Some people are honest and just say they don't want to have a garden. That's great!! You don't have to have a garden to have a worthy life. If you don't want to garden, the conversation can stop right here.
I'm not being judgy by trying to get you to garden- it's just an easy way to save a lot of money on food (especially organic food, which I know a lot of my readers like). If you are trying to pinch pennies and there is any way possible for you to have a garden, I think you should at least try it. And then try it a few more ways, just to make sure you're not missing anything before you call it quits.
The truth is that you DON'T have to have a lot of land to garden. A little yard or even a couple of flower beds (sowed in vegetables, of course) will be enough room to grow plants to save money on food. Another truth is that I don't spend that much time growing fruit and vegetables for us to eat. I've tried to explain this in my video above. And lastly, it IS impossible to eat for $10.00 per week when you aren't growing at least some of your own food. Maybe someday I will write another book about how to eat for $20.00 per week without a garden.
Ideas for City-Dwellers
One of the drawbacks of living without a yard (for example, being in an apartment) is that you can't easily have a garden. However, your town might have a "community garden" that you can be a part of and get vegetables that way. The other thing city-dwellers can do is "spin farming", which is using other people's compost and backyards to grow plants in. You do all of the work, they provide the property, and you both split the harvest.
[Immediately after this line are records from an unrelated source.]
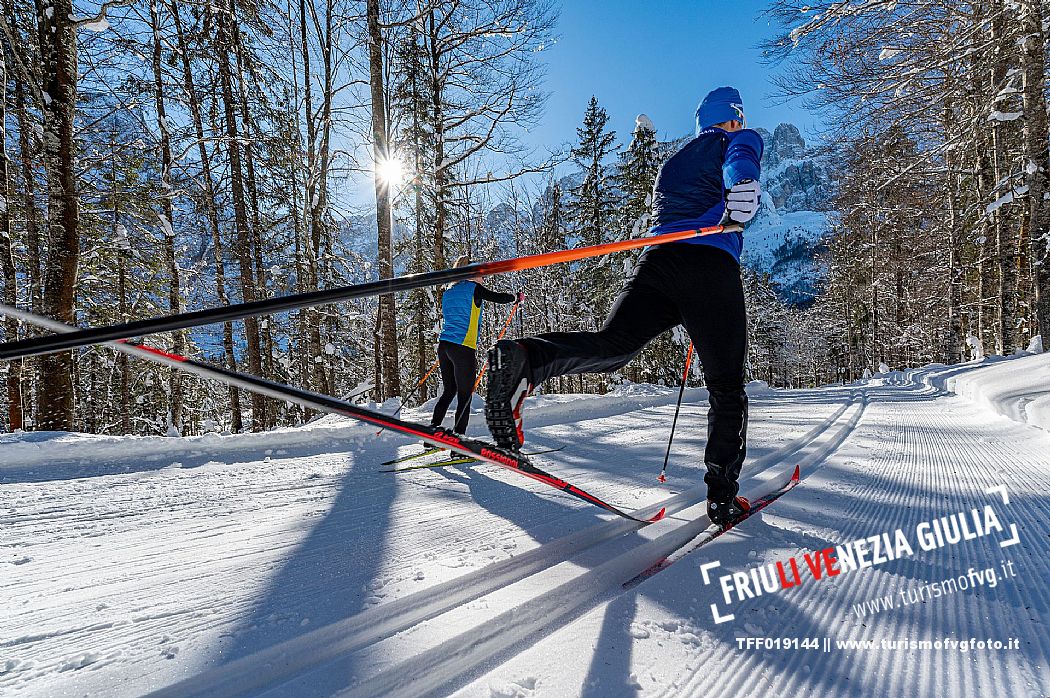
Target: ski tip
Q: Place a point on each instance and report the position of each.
(659, 514)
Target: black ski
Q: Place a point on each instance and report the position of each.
(413, 457)
(456, 460)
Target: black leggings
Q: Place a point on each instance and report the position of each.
(696, 286)
(459, 364)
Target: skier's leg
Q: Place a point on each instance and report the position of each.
(447, 383)
(713, 312)
(465, 361)
(642, 312)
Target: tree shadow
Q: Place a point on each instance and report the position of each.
(333, 573)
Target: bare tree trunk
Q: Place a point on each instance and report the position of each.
(387, 313)
(440, 173)
(7, 257)
(167, 216)
(266, 337)
(216, 238)
(58, 42)
(1036, 152)
(314, 212)
(239, 208)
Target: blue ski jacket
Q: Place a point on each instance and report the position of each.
(461, 310)
(691, 186)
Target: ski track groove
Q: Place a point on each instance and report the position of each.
(916, 445)
(446, 667)
(476, 584)
(942, 455)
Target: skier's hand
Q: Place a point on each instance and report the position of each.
(742, 202)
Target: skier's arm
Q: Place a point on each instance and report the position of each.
(481, 293)
(742, 157)
(740, 173)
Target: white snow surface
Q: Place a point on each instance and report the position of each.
(285, 564)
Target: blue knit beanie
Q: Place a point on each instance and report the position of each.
(720, 105)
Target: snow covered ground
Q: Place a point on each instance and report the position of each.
(286, 565)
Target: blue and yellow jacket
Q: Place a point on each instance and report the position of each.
(690, 190)
(461, 309)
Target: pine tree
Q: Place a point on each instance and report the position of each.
(592, 215)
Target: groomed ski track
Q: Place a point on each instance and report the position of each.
(236, 568)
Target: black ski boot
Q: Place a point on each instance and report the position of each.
(725, 514)
(508, 385)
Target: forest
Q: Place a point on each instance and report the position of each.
(166, 155)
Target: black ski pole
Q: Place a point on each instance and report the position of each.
(51, 343)
(681, 392)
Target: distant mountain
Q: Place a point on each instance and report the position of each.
(794, 219)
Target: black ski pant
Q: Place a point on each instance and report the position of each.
(696, 286)
(458, 364)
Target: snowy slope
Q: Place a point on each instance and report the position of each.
(284, 564)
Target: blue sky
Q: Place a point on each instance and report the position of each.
(658, 58)
(652, 57)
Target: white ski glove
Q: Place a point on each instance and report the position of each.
(742, 202)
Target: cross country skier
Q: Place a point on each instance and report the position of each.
(457, 345)
(713, 178)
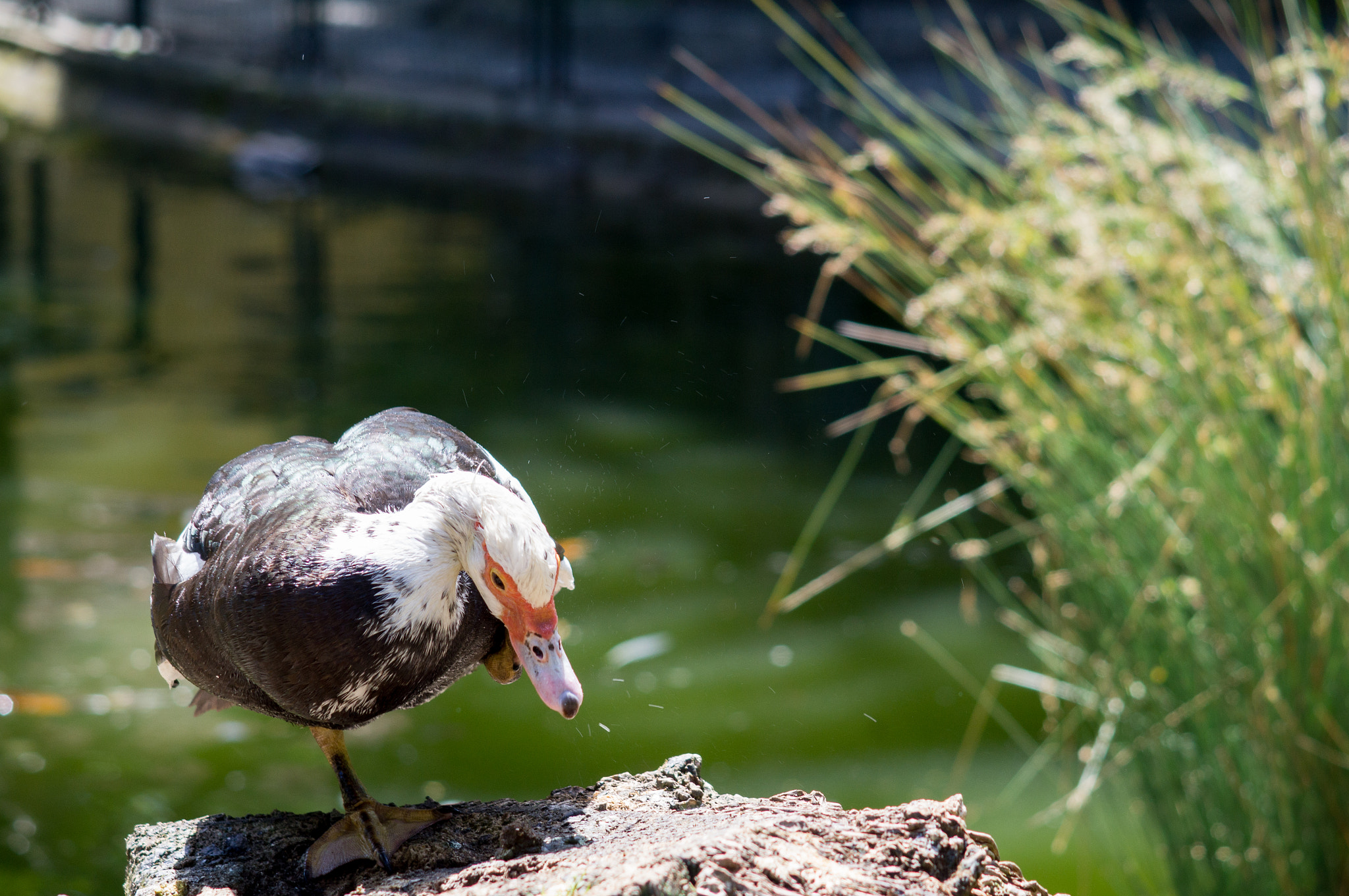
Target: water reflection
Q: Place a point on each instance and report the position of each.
(619, 361)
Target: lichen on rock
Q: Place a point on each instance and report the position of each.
(660, 831)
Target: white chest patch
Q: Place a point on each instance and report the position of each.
(416, 571)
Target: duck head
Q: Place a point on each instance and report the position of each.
(518, 569)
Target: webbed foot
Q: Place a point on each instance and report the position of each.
(369, 830)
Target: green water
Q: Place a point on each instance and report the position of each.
(157, 323)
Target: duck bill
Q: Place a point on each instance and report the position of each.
(533, 633)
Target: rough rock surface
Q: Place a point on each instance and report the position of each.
(660, 831)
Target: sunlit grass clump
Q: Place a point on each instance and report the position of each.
(1130, 279)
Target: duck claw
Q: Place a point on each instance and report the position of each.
(369, 830)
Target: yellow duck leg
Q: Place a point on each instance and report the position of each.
(369, 829)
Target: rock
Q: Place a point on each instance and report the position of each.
(660, 831)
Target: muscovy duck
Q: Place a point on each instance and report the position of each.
(327, 584)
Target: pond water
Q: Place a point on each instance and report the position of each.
(619, 360)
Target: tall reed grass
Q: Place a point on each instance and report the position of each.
(1126, 287)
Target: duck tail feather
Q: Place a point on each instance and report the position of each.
(204, 702)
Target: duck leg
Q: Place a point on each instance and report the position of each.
(369, 829)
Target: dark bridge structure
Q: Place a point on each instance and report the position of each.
(518, 93)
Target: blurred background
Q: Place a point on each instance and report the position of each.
(229, 221)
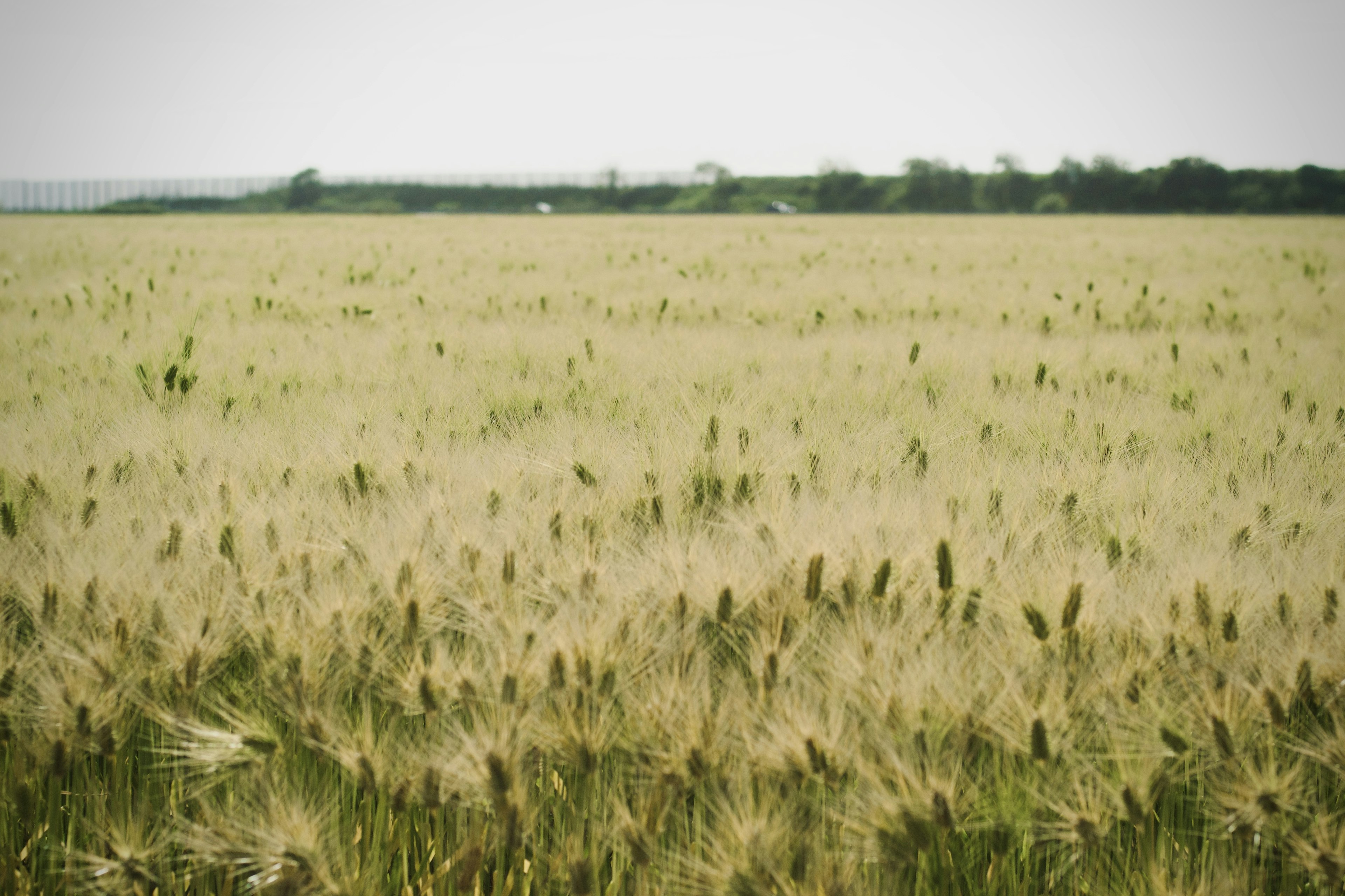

Thoughts On Time Management
If you don't think you have enough time to garden, evaluate all of your money-saving activities. I only save $3.00 per hour of line-drying clothes. I only save $1.00 per hour making tortillas.
If I spent 20 hours on my raised bed gardens and only harvested $100.00 worth of produce, I would still be saving $5.00 per hour.
That means my time is worth more gardening that it is line drying clothes OR making tortillas; two popular frugal activities that many people think are worth their time.
Changes for Next Year
Here are some things I plan on doing differently next year with my garden.
1. Do less row gardening and more raised bed gardening. This is always a goal!
2. If I do plant a row garden, lay down plastic instead of tilling. I discovered this year that I didn't have enough mulch material to mulch between the plants (not the rows, just the plants) in my row garden. I mulched the first few rows, but when we rototilled the pathways in between, the tiller just pulled off all of my mulch. It was kind of depressing, especially because I didn't have any more mulch. This left me hopelessly weeding in fits and starts. I despise weeding!
3. If I do a row garden next year, I will at least cut it in half. I haven't done corn or carrots well in raised beds, so those two crops will need to be in rows or patches if I decide to do them next year. However, other things can be planted in the raised beds.
4. Only grow one or two tomato plants. I will let these grow up volunteer and transplant them. Like last year, my tomatoes overtook a lot of the garden and I had way too many.
5. Work more on picking off bugs and organic pest control.
Other than those few things, I was pretty satisfied with my garden this year.
How did your garden grow? Are there some things you were very happy with, or disappointed with?